Earlier this week, I knew I had a dentist appointment. It was 1:15 p.m., and I was still in bed. My wife gently reminded me of the appointment, and I said to myself, “You can do this Alex. You can do the dentist. You can get up and go to the dentist. You can do this.” I repeated it over and over again until I found the strength to put my feet on the hardwood floor and put on some clothes. You know what? I went to the dentist. That day, going to the dentist was a major success. It represented a turning point. It showed me I can do this.

An excerpt from a book comes to mind while I write this article, a book about being challenged by life and coming out stronger on the other side.

“I pushed my cart from one aisle to the next and gathered enough calories and nutrients to ensure my survival. After 15 minutes, I entered the checkout line and piled my choices onto the moving black belt. Still shrouded beneath my hood, I kept my gaze fixed on everything, but the pair of eyes staring back at me from the other side of the counter. In that moment, my pupils showed through to my core, and I wasn’t ready to invite anyone in.”

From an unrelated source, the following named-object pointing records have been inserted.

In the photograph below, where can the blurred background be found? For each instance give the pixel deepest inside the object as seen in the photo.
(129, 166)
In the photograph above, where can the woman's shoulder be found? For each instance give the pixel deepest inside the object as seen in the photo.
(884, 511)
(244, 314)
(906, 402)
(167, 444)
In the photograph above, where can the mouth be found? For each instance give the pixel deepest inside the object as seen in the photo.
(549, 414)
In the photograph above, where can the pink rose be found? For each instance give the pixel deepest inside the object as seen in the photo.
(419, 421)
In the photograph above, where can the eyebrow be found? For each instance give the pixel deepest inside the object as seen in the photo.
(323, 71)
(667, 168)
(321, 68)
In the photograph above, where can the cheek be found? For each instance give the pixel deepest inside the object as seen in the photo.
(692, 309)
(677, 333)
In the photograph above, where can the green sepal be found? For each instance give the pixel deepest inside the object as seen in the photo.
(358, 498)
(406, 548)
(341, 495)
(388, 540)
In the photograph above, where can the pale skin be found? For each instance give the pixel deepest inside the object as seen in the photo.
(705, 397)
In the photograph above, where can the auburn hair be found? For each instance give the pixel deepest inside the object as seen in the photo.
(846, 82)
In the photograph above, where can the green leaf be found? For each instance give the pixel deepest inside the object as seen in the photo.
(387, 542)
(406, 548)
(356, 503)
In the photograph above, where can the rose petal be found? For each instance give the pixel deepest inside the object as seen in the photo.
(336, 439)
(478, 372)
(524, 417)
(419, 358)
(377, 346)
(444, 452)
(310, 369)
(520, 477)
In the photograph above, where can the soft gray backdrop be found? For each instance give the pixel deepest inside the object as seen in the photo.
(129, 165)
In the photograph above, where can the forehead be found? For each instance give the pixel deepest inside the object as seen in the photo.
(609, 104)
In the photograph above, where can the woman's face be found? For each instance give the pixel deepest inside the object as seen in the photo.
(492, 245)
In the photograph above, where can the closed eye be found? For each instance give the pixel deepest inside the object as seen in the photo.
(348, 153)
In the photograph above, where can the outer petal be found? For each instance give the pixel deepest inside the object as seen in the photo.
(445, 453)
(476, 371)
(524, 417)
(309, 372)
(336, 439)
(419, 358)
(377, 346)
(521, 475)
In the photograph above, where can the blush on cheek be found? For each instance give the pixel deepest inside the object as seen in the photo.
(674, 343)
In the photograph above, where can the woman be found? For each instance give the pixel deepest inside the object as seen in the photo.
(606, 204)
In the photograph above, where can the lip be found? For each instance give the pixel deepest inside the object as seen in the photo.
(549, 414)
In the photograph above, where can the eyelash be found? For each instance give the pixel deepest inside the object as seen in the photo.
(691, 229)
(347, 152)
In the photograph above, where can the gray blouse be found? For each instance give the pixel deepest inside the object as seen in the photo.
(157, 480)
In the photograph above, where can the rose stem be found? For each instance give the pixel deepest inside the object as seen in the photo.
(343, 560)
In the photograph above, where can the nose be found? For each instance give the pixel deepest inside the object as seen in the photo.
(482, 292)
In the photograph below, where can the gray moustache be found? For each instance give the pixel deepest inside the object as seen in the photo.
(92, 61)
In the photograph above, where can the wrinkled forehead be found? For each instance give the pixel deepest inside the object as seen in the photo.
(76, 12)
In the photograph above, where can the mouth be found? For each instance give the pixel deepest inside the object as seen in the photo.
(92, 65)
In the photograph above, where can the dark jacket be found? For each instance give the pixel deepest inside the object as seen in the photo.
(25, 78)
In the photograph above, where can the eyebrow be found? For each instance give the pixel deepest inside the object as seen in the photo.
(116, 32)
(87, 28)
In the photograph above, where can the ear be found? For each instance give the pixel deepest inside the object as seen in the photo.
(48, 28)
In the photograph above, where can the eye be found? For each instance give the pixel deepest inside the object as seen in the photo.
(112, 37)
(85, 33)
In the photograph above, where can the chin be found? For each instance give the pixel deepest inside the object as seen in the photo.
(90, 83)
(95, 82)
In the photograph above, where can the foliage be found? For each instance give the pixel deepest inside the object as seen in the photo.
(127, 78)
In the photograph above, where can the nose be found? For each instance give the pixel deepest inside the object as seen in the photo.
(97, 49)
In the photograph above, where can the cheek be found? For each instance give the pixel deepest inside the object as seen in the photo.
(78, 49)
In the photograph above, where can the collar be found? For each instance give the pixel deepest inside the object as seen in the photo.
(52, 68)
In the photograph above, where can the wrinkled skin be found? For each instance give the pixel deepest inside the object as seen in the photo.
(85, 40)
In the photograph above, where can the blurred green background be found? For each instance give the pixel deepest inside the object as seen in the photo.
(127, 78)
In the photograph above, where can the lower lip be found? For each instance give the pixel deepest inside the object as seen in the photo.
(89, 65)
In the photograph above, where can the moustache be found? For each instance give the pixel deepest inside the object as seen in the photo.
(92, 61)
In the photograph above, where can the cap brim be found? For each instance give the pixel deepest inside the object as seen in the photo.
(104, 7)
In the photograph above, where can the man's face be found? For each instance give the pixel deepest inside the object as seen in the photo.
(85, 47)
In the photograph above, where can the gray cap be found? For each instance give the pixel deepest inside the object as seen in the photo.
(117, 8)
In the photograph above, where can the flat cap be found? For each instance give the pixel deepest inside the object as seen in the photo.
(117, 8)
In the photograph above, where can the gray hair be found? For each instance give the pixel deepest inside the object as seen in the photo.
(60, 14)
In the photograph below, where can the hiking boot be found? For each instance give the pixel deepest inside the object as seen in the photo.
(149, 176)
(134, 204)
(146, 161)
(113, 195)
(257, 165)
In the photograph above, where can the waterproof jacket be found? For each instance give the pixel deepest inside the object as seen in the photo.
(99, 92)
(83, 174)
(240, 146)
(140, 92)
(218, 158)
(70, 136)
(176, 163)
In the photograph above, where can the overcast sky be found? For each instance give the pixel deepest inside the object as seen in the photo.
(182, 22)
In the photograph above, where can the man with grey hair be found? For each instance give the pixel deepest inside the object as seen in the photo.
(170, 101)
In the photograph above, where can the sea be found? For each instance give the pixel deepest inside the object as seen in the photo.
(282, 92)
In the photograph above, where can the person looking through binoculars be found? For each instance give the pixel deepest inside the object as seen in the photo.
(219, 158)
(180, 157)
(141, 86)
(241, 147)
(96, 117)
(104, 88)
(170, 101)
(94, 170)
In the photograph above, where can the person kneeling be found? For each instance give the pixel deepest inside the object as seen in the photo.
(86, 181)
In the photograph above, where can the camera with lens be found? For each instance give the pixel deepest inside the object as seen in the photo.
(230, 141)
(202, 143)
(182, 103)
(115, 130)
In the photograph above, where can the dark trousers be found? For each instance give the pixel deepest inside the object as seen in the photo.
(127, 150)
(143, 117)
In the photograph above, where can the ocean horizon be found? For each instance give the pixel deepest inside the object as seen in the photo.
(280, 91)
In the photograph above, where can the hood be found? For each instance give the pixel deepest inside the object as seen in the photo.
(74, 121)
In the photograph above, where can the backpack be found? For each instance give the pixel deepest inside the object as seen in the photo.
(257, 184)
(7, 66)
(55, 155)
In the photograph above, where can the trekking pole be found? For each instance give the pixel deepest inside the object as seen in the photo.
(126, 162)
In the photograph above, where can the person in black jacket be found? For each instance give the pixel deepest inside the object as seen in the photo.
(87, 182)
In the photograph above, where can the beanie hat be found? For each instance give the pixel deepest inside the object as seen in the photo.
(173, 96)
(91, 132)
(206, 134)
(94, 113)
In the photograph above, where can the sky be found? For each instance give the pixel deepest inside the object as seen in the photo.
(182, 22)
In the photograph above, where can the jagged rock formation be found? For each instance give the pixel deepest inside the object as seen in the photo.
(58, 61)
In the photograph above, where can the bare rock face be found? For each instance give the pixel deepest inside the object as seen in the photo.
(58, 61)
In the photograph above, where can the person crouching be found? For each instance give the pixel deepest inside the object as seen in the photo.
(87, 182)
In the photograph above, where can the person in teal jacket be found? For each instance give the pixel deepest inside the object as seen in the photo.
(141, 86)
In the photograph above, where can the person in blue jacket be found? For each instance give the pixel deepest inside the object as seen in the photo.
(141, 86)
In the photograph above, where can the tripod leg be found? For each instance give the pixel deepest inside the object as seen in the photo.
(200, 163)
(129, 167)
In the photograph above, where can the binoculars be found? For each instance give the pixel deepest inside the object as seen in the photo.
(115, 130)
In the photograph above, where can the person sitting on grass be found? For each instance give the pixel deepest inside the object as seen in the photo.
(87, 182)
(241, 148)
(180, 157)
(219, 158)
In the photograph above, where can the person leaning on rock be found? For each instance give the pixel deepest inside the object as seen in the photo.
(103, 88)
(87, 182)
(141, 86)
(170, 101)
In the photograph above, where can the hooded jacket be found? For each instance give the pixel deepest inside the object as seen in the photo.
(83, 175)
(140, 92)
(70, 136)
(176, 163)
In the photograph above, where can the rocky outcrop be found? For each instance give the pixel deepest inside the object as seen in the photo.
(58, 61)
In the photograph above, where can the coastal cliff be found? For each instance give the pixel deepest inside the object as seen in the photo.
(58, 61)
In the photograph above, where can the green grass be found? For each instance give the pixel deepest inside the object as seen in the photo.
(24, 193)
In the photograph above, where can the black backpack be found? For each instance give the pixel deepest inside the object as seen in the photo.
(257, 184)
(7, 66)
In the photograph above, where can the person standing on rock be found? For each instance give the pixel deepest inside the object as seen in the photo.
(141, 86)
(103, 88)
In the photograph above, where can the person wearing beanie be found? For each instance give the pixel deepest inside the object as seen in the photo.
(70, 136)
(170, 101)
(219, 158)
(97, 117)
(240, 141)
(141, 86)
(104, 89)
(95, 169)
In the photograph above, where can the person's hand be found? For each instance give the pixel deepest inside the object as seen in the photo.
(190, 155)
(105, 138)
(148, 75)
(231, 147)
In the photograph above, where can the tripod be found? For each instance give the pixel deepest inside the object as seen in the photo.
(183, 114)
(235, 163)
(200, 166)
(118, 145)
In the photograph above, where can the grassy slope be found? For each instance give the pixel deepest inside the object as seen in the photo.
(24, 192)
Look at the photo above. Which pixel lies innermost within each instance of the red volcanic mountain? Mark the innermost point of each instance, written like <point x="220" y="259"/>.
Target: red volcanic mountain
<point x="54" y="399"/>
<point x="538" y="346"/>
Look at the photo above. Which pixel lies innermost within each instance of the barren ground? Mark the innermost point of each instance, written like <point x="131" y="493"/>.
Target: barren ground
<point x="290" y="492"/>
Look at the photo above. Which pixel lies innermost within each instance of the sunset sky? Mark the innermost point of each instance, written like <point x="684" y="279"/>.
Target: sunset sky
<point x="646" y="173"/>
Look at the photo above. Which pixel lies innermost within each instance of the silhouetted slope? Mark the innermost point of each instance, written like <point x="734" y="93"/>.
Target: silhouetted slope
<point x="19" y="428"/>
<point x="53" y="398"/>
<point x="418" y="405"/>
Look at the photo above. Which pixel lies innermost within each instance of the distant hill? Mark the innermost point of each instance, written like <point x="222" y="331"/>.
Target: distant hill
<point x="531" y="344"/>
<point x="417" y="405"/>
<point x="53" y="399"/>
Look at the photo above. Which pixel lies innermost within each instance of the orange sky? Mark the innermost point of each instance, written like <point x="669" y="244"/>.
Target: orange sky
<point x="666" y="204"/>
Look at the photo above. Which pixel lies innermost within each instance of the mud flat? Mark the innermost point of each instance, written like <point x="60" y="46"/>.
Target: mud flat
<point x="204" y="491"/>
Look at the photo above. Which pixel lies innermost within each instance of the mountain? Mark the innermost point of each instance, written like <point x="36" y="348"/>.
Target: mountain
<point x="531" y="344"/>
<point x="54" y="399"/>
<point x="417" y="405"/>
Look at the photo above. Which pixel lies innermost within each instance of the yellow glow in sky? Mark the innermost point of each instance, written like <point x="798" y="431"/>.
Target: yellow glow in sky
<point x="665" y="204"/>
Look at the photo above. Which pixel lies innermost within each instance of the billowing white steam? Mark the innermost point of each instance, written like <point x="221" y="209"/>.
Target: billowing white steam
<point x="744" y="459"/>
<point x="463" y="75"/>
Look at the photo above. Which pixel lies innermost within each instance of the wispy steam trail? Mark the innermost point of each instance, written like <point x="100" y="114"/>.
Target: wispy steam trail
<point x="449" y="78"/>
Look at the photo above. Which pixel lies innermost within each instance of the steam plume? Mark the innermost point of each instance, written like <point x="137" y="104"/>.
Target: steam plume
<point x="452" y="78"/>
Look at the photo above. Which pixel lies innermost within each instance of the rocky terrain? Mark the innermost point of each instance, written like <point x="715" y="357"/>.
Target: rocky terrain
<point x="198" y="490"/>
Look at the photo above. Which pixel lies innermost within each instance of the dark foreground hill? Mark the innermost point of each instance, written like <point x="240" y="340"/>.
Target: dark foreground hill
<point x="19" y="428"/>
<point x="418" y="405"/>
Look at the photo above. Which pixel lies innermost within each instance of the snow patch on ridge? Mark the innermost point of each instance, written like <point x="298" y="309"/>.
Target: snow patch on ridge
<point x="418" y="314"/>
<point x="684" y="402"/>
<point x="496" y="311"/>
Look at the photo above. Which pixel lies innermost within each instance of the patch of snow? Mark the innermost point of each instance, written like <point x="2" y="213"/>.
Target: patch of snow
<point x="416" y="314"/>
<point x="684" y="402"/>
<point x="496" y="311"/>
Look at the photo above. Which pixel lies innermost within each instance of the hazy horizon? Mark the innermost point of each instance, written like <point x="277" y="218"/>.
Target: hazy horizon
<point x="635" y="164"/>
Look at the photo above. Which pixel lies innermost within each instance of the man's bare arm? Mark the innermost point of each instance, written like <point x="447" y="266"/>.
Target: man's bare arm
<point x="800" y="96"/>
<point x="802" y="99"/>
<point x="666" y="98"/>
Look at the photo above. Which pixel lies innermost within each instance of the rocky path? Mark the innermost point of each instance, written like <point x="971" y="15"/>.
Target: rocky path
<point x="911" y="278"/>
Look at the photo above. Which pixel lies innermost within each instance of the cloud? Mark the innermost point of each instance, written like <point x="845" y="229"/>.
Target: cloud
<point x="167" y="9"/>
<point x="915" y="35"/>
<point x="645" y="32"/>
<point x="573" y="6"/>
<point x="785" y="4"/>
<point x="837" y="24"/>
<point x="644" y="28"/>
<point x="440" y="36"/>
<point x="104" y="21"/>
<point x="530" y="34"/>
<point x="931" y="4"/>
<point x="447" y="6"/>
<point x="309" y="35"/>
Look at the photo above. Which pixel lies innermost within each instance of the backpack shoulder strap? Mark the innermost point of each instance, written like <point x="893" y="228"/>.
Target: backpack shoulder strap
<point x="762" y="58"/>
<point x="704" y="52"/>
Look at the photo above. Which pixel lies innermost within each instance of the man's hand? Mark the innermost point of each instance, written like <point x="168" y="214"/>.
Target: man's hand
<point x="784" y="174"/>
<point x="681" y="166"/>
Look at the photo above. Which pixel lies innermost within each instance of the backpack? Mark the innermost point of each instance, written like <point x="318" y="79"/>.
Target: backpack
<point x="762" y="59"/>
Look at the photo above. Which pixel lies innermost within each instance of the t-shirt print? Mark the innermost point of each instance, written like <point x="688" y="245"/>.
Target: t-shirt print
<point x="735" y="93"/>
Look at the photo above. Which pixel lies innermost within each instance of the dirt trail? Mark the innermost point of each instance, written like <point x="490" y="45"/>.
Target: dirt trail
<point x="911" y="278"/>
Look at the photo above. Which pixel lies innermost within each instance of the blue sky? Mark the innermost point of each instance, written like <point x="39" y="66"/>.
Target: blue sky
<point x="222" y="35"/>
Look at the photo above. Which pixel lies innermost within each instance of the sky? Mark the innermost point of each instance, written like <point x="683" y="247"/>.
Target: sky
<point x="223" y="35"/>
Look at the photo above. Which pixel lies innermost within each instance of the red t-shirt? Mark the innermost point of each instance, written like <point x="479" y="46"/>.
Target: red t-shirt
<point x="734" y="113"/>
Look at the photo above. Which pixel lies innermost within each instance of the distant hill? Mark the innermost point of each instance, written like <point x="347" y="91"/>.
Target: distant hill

Later in the book, the author reflects upon the growth within himself that was paramount to overcoming his insecurities. His story reminds me I am not alone in this battle against mental illness. Even these past few weeks, when I’ve been down on my knees, people have reached out and have shown me I am not alone in this fight. You don’t have to be a superhero to be someone’s hero. You do, however, have to be ready to be your own hero, at times.

Depression sucks. Anxiety is no joke. Each and every day, I fight for my health. I am thankful for each day I am the person I want to be. I accept myself, even in my darkest moments, but that does not mean I will succumb to them. I now have a self-affirmation on my refrigerator. This serves as a daily reminder that I can, and I will, beat this mental illness.